Silencio… cuando aquellas personas que me rodeaban, comenzaron a irse, para no volver, y tú, que podías hacer de la muerte un momento fugaz y pasajero, se volvió casi eterno, ya que uno de tus abrazos me inmortalizaban en el tiempo, en el amor y la esperanza de volver a estar con ellos.


Silencio, silencio, silencio… por favor no calles, por favor ayúdame a perdonarte, no calles, que tu silencio es lo único con lo que no puedo, lo único que mi consciencia entiende como un ¡no deseo saber nada de ti! ¡no eres importante en mi vida!

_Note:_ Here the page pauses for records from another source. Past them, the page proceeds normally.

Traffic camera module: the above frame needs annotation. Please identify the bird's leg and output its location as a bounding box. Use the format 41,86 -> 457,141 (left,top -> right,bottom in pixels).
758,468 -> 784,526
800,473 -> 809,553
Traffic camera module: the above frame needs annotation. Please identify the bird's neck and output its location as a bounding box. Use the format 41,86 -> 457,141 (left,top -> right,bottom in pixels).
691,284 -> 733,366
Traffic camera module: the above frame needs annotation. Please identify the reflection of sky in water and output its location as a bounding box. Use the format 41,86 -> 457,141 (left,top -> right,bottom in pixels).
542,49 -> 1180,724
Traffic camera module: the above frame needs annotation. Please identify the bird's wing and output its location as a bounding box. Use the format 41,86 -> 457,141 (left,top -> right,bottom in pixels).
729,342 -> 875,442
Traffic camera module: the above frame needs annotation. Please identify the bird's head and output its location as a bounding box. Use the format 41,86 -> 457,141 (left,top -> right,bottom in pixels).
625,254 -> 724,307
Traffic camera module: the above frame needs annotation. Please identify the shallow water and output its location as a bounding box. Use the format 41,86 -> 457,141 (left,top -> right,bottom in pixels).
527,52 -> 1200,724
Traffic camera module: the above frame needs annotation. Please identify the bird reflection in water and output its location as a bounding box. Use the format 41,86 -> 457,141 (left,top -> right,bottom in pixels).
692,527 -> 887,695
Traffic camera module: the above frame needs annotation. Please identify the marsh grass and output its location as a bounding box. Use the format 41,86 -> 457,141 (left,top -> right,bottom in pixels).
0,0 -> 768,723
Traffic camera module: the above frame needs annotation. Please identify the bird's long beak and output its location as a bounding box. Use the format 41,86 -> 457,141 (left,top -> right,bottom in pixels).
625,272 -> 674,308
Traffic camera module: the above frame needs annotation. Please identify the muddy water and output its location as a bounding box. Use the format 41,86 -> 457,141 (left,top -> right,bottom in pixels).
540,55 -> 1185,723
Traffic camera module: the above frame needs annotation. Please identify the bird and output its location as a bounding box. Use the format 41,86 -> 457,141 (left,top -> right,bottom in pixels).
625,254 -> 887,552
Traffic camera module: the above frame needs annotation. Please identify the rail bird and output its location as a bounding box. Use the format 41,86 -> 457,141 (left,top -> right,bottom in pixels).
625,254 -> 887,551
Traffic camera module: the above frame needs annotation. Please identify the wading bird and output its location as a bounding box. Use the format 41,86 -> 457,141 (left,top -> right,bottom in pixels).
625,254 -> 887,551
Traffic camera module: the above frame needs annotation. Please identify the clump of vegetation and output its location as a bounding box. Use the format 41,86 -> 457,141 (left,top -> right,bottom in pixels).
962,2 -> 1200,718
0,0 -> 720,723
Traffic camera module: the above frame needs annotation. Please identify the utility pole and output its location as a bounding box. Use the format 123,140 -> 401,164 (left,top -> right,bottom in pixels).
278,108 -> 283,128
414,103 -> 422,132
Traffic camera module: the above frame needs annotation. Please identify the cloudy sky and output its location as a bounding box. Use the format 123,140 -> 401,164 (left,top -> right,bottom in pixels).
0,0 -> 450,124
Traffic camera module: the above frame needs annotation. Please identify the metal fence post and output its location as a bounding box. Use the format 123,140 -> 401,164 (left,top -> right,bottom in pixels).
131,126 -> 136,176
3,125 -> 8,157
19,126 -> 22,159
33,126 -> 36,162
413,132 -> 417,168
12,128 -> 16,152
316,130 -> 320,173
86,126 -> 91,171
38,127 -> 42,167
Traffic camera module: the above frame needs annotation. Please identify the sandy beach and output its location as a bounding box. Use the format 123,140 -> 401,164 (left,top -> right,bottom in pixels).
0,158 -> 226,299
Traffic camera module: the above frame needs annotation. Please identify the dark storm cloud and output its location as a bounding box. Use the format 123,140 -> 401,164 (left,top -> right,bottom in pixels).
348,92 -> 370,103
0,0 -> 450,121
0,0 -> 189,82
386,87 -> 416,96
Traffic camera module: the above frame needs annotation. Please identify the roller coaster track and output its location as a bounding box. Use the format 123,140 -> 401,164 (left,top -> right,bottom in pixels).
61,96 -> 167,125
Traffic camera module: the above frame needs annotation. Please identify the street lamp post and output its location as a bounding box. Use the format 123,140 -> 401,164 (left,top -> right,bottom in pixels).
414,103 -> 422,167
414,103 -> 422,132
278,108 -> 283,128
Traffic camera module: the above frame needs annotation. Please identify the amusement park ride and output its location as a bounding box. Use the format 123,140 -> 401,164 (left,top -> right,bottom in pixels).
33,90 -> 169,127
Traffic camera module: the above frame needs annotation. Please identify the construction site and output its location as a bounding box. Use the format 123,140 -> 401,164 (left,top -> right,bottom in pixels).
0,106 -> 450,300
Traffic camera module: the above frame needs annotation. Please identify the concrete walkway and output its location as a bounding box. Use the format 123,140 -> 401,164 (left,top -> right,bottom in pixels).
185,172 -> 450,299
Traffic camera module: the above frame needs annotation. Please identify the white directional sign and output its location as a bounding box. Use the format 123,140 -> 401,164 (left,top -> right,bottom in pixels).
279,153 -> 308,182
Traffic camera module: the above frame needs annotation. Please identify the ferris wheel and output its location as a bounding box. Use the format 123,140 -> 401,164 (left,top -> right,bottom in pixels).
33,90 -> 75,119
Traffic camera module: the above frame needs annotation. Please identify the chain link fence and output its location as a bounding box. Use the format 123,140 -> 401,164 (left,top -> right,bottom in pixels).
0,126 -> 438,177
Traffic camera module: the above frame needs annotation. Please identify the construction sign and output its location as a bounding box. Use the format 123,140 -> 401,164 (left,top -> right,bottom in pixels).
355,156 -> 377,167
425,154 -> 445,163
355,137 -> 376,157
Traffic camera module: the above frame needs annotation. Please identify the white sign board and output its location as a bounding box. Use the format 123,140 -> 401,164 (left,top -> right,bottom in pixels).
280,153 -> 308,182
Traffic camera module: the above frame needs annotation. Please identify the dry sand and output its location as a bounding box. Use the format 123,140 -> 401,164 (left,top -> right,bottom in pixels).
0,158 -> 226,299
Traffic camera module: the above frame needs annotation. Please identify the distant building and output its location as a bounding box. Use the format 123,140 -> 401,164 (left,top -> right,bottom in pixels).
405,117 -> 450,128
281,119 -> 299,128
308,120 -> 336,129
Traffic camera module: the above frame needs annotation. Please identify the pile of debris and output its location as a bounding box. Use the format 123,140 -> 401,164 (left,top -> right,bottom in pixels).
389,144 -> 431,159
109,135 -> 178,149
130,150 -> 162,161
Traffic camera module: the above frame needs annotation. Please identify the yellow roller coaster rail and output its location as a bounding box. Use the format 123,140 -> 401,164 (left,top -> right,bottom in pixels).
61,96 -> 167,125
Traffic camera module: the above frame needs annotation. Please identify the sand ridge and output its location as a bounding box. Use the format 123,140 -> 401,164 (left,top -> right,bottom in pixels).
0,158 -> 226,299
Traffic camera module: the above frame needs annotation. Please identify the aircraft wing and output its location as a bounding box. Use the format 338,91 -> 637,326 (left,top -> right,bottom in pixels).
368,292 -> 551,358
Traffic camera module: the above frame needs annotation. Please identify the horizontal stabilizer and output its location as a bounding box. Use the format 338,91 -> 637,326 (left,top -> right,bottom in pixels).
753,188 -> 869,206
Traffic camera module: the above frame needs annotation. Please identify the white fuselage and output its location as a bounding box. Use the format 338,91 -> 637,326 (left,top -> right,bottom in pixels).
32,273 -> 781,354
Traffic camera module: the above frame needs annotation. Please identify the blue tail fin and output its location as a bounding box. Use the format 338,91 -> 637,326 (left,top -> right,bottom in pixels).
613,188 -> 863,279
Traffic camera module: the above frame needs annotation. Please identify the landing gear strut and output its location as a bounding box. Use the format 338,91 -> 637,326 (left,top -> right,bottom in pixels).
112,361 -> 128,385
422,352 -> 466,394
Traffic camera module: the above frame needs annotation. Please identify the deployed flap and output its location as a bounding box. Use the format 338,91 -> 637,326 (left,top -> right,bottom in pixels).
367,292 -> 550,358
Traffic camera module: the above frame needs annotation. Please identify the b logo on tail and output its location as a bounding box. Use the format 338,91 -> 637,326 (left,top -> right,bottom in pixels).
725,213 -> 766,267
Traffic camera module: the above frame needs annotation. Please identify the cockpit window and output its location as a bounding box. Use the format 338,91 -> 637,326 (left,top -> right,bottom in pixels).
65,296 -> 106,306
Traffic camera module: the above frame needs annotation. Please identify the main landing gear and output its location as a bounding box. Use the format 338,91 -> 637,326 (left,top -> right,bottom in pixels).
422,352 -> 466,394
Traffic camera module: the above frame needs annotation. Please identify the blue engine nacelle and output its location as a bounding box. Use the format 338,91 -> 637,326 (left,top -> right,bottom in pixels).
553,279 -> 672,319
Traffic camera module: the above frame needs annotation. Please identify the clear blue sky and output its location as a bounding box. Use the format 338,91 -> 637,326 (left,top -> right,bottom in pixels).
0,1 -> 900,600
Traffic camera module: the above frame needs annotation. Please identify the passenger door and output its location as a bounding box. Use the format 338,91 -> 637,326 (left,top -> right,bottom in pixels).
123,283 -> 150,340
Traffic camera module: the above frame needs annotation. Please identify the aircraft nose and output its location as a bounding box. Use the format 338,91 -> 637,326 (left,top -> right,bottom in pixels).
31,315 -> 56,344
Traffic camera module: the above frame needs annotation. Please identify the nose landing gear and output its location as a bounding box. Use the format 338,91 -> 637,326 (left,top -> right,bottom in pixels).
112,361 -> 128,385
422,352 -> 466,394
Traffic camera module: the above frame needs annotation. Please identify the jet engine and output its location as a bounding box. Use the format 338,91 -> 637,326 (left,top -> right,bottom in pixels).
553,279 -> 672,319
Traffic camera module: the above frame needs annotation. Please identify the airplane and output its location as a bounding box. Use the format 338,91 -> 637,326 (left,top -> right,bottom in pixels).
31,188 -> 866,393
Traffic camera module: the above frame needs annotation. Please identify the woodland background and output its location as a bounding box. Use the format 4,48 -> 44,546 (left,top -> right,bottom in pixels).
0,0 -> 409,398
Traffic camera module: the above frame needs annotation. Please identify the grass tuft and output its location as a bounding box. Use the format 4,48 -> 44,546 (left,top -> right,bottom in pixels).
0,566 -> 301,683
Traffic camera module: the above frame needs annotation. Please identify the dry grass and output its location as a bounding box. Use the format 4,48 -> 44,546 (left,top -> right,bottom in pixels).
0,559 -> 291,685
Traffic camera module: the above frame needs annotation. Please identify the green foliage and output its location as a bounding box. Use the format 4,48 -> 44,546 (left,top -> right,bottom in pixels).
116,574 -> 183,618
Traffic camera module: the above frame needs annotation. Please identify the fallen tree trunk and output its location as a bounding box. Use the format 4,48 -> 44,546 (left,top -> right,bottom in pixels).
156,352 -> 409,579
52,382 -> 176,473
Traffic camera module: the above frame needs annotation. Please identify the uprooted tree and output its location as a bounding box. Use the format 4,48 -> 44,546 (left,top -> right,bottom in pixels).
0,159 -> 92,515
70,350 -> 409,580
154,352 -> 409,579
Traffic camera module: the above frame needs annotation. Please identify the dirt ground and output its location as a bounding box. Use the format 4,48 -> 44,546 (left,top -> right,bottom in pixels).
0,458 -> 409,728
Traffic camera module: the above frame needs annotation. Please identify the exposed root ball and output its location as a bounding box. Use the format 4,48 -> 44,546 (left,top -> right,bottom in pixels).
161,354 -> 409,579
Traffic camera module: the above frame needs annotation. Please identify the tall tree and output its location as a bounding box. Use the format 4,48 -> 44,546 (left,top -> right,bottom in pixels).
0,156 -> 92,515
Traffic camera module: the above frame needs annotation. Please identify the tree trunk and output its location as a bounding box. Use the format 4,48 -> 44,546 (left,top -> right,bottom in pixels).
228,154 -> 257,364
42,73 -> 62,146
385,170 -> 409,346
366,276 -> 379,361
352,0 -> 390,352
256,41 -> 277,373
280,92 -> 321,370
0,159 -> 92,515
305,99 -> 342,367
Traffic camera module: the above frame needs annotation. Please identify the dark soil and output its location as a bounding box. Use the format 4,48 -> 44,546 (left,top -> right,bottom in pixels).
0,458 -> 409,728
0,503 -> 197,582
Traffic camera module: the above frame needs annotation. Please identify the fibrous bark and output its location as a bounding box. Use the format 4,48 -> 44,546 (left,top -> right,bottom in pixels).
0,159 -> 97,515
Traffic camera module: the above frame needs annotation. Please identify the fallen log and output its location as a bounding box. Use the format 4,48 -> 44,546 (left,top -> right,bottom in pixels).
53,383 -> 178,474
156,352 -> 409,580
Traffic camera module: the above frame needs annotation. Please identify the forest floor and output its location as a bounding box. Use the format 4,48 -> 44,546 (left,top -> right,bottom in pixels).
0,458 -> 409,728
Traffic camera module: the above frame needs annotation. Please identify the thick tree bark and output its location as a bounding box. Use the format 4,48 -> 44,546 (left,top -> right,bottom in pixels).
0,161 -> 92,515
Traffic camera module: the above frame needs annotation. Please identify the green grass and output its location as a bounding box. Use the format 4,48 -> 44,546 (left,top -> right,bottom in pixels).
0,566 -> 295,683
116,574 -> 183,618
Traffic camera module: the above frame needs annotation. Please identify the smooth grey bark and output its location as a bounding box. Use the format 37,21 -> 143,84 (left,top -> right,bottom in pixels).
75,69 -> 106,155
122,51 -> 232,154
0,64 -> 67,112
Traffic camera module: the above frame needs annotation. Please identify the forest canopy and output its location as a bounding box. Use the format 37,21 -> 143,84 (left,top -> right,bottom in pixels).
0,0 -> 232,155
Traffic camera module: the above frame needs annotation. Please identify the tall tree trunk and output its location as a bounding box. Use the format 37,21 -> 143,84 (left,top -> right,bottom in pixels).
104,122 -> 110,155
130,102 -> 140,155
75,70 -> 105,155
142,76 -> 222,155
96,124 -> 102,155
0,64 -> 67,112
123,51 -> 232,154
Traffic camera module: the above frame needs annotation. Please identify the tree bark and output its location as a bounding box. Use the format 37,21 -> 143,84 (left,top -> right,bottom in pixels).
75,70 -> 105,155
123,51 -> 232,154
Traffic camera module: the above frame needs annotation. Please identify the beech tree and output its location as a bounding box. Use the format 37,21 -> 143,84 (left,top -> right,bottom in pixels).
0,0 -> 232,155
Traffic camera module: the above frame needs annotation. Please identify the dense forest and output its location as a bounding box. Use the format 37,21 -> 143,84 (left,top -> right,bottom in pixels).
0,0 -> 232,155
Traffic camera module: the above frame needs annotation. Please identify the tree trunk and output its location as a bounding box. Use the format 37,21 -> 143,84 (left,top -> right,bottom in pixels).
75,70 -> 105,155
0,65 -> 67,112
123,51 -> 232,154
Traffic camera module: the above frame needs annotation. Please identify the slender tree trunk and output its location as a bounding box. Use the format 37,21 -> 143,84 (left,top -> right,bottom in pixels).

Por favor, jamás te calles… hazte siempre presente, ahora con tu voz, con tu presencia, con tu sonrisa, con tu humor… los fantasmas de mi pasado siguen persiguiéndome en mi presente.


Ahoga con tu voz, con tu palabra… mis inseguridades, mis errores, mis ganas de no tener ganas.


Ahoga con tu sola presencia… las vicisitudes de la misma vida, la frustración que cada día me aniquila más y más.


Da vida con tu palabra… a todo aquello que estaba muerto, antes de haberte conocido.

Amigo, amiga… jamás me dejes con el fatal y exterminador silencio… ¡háblame!